Du 1er février au 30 septembre 2020, cinq journalistes camerounais ont enquêté auprès de 125 centres de santé privés sélectionnés au hasard dans la capitale économique. Pendant neuf mois, ils ont effectué plus de soixante descentes sur le terrain, une quinzaine de réunions de mise au point, deux cents enregistrements et environ deux cent-cinquante photographies, et ont découvert qu’à cause de la corruption qui gangrène le système national de santé, la majorité des centres de soins privés comme celui de Jean Germain Mékan violent impunément la réglementation sur la gestion des déchets médicaux et pharmaceutiques, détruisent l’environnement, les ressources naturelles, et que certains de leurs déchets tranchants comme les seringues usées sont utilisés par des populations pour donner la mort aux bandits.

Plus connu sous le sobriquet de « Docta Kotto », Jean Germain Mékan, infirmier diplômé d’Etat, est propriétaire d’un centre de santé situé à proximité du domicile de Sandra, une mère de deux enfants.
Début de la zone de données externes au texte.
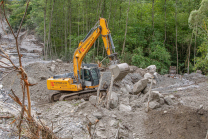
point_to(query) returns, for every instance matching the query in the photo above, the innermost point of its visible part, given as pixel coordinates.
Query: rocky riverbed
(177, 106)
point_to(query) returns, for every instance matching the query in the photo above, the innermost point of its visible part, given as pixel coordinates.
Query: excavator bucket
(119, 71)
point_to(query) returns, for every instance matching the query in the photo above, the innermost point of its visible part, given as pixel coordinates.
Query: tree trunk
(165, 23)
(49, 32)
(195, 46)
(176, 35)
(153, 12)
(44, 53)
(65, 33)
(109, 12)
(189, 52)
(126, 28)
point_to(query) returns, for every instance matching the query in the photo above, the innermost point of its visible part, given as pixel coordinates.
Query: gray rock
(146, 89)
(124, 100)
(162, 101)
(129, 88)
(113, 100)
(58, 129)
(92, 119)
(148, 76)
(59, 60)
(125, 108)
(123, 134)
(93, 99)
(151, 68)
(139, 86)
(124, 90)
(154, 105)
(155, 96)
(98, 114)
(113, 123)
(32, 80)
(168, 100)
(43, 78)
(155, 75)
(101, 134)
(145, 97)
(199, 71)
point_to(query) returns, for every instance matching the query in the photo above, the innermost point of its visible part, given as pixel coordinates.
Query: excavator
(81, 83)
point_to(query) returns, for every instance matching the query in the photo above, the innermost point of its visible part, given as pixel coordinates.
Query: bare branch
(23, 18)
(7, 74)
(2, 2)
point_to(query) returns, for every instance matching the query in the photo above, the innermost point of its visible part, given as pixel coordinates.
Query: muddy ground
(178, 106)
(186, 117)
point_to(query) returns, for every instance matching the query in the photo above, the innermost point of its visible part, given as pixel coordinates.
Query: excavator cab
(90, 75)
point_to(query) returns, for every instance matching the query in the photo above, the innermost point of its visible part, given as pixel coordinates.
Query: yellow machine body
(76, 81)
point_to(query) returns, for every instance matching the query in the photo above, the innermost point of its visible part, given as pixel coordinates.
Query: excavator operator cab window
(87, 76)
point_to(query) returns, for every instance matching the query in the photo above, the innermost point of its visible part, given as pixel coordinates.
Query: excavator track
(68, 96)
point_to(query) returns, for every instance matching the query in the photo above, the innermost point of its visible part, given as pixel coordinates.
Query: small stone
(114, 116)
(53, 66)
(113, 100)
(168, 100)
(146, 89)
(154, 105)
(59, 60)
(58, 129)
(32, 80)
(57, 115)
(113, 123)
(92, 119)
(139, 86)
(151, 68)
(38, 112)
(43, 78)
(98, 115)
(172, 96)
(93, 99)
(155, 75)
(125, 108)
(148, 76)
(155, 96)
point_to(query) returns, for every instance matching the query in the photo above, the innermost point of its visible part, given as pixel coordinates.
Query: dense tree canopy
(157, 31)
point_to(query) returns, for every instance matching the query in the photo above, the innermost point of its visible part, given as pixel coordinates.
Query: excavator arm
(86, 44)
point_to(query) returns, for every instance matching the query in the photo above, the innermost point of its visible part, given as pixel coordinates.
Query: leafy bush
(202, 60)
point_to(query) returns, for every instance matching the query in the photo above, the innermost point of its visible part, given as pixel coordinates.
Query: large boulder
(153, 105)
(139, 86)
(113, 100)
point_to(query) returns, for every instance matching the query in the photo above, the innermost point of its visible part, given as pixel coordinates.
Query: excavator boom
(86, 75)
(86, 44)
Avec des cheveux formant quatre noeuds cernés de pousses dues à la vieillesse des nattes, Sandra, tête baissée, suit la conversation entre la tenancière de la boutique et les journalistes sans dire un mot. Tout à coup, elle serre plus fort le bébé qu’elle tient dans ses bras posés sur les cuisses, sans doute pour l’épargner du froid mordant qu’il fait en ce jour pluvieux. Ensuite, elle ajuste la couette dans laquelle est emballé le nourrisson pour le protéger des grosses gouttes, puis commence l’achat du charbon, du riz, des arachides, de l’huile de palme semi raffinée servie dans un contenant plastique noir, et du poisson fumé appelé « bounga » dans le jargon local.
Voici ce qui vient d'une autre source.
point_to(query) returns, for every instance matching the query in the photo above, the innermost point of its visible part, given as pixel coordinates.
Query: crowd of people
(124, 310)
« Docta Kotto » rappelle à Sandra de mauvais souvenirs, notamment cet autre après-midi de février où, de retour du marché, elle a surpris sa fille Angela*, l’aînée du bébé de deux mois que la ménagère à la petite robe blanche porte dans les bras, en train de sucer une seringue souillée.

Agée d’à peine deux ans à l’époque, Angela, assise à la véranda de la maison familiale avait, par innocence, pris le déchet médical souillé pour un objet à sucer. « Quand j’ai commencé à fouetter Angela, elle m’a dit qu’elle a ramassé cette seringue derrière le centre de santé de “Docta” », se souvient Sandra, encore sous le choc.

Depuis ce jour, Sandra en veut à “Docta Kotto” qu’elle accuse de négligence et d’insouciance dans la gestion des déchets produits quotidiennement dans le centre de santé aménagé dans un compartiment du domicile de l’infirmier. Faute d’argent, elle dit n’avoir pu faire des examens médicaux à Angela pour savoir si l’enfant a été contaminée en manipulant la seringue usée. L’infirmier stocke ses déchets hospitaliers, tous genres confondus, dans des sacs de polyéthylène inappropriés, entreposés derrière la clôture de son domicile, dans une broussaille traversée par un sentier fréquenté par ses voisins.

Il les brûle ensuite, parfois après plusieurs mois de stockage, dans un champ qui sépare sa résidence aux murs carrelés et peinte en jaune, du domicile de la tenancière de la boutique où Sandra a acheté des provisions. Le brûlage génère une fumée noire qui pollue l’environnement et nuit au voisinage, d’après la tenancière de la boutique. Désormais, le centre de santé de l’infirmier est au centre des critiques même de ses supporters d’hier à cause de la mauvaise gestion de ses déchets médicaux.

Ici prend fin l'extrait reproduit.